Éditorial
Par Michel Lobé Etamé
Les élections présidentielles d’octobre 2018 ont éclipsé les problèmes majeurs du Cameroun qui sont la dette intérieure et l’explosion du déficit de la balance commerciale du pays. Une fois encore, le Cameroun a fait preuve d’un illogisme dont les conséquences seront fâcheuses à long terme pour son économie. Les décideurs ont attaché la charrue avant les bœufs avec la prolifération des supermarchés dont les importations de produits manufacturés ont fait exploser la balance commerciale.
A la lecture du dernier rapport de l’Institut National des Statistiques (INS), le déficit de la balance commerciale du Cameroun se chiffrait au premier semestre 2018 à près de 1000 milliards FCFA. Ce chiffre est vertigineux. Il ne peut laisser indifférent.
Sommes-nous frappés par la fatalité ou la cécité volontaire ? La gestion d’un pays exige une éthique et une rigueur à toutes les épreuves. Or au cours de la dernière campagne présidentielle, aucun candidat n’a évoqué le déficit colossal de cette balance commerciale qui est l’une des causes majeures d’une production industrielle atone. Aucun candidat n’a évoqué la dette du pays qui plombe les investissements et qui s’élève à 6 527 milliards de FCFA.
La dette et l’énorme déficit de la balance commerciale du Cameroun nourrissent un certain nombre de questionnements et d’inquiétude. Comment va-t-on financer le projet actuel du budget estimé à 4850,5 milliards de FCA ? Fera-t-on encore appel aux emprunts qui minent déjà les projets en cours ?
Pouvons-nous continuellement vivre des importations ? Aucune théorie économique ne saurait cautionner nos errements de gestion qui se moquent des lois de l’équilibre des relations commerciales.

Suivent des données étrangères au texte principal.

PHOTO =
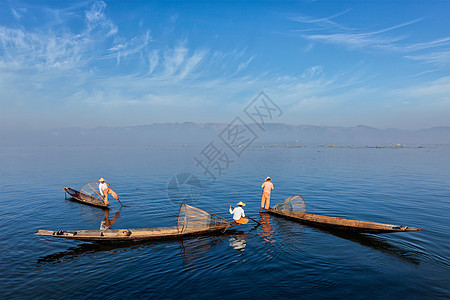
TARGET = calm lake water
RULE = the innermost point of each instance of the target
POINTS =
(405, 186)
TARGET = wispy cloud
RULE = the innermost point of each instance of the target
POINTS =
(438, 57)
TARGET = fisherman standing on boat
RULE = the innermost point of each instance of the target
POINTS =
(238, 213)
(267, 188)
(105, 189)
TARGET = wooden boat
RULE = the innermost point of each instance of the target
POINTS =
(294, 208)
(89, 194)
(191, 221)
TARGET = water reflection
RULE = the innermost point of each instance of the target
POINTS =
(267, 233)
(238, 241)
(194, 250)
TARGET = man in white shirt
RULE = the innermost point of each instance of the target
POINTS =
(105, 189)
(238, 213)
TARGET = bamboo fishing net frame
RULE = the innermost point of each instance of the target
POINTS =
(294, 203)
(91, 189)
(190, 217)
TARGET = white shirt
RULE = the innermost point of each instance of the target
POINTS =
(237, 213)
(102, 187)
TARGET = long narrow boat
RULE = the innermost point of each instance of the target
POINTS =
(191, 221)
(89, 194)
(294, 208)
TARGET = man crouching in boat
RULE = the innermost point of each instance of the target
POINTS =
(105, 189)
(238, 213)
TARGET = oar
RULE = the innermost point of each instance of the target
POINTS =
(253, 220)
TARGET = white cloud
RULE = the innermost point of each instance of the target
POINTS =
(438, 57)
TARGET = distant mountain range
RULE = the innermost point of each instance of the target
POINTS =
(275, 134)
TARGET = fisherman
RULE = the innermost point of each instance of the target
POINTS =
(238, 213)
(105, 189)
(267, 188)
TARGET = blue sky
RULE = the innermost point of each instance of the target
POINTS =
(115, 63)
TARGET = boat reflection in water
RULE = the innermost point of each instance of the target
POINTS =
(238, 241)
(267, 234)
(194, 250)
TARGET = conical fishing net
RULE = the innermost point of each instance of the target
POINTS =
(91, 189)
(192, 218)
(294, 203)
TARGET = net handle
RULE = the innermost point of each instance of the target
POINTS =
(182, 207)
(98, 196)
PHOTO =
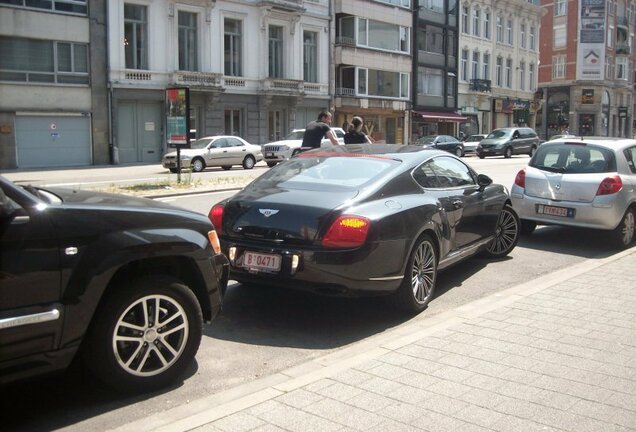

Typologie des obstacles qui plombent la balance commerciale
Il ne serait pas exagéré de qualifier d’importations sauvages les produits manufacturés vendus au Cameroun. Nous sommes par conséquent consommateurs de tout. Nos supermarchés regorgent de tous les produits à faire pâlir le consommateur européen. Ces importations proviennent des « partenaires » traditionnels : Union européenne, Chine, USA, etc. Et selon le dernier rapport de l’INS, les produits sur le marché local ont atteint plus de 20,8% en valeur et plus de 27,2% en quantité.
Au cours de la même période, souligne l’INS, les exportations du Cameroun vers les marchés étrangers ont chuté de 16,8% en valeur et de 24,7% en quantité. Sans avoir à détailler la nature exacte des produits d’exportation qui n’ont aucune valeur ajoutée, l’émotion nous conduits à nous interroger sur nos politiques de production et de création de richesse. Le constat est fatal. Nos étals sont bondés de marchandises que nous pouvons produire localement. Ce n’est donc pas une surprise que notre déficit commercial se creuse de manière exponentielle sans aucune vigilance des autorités.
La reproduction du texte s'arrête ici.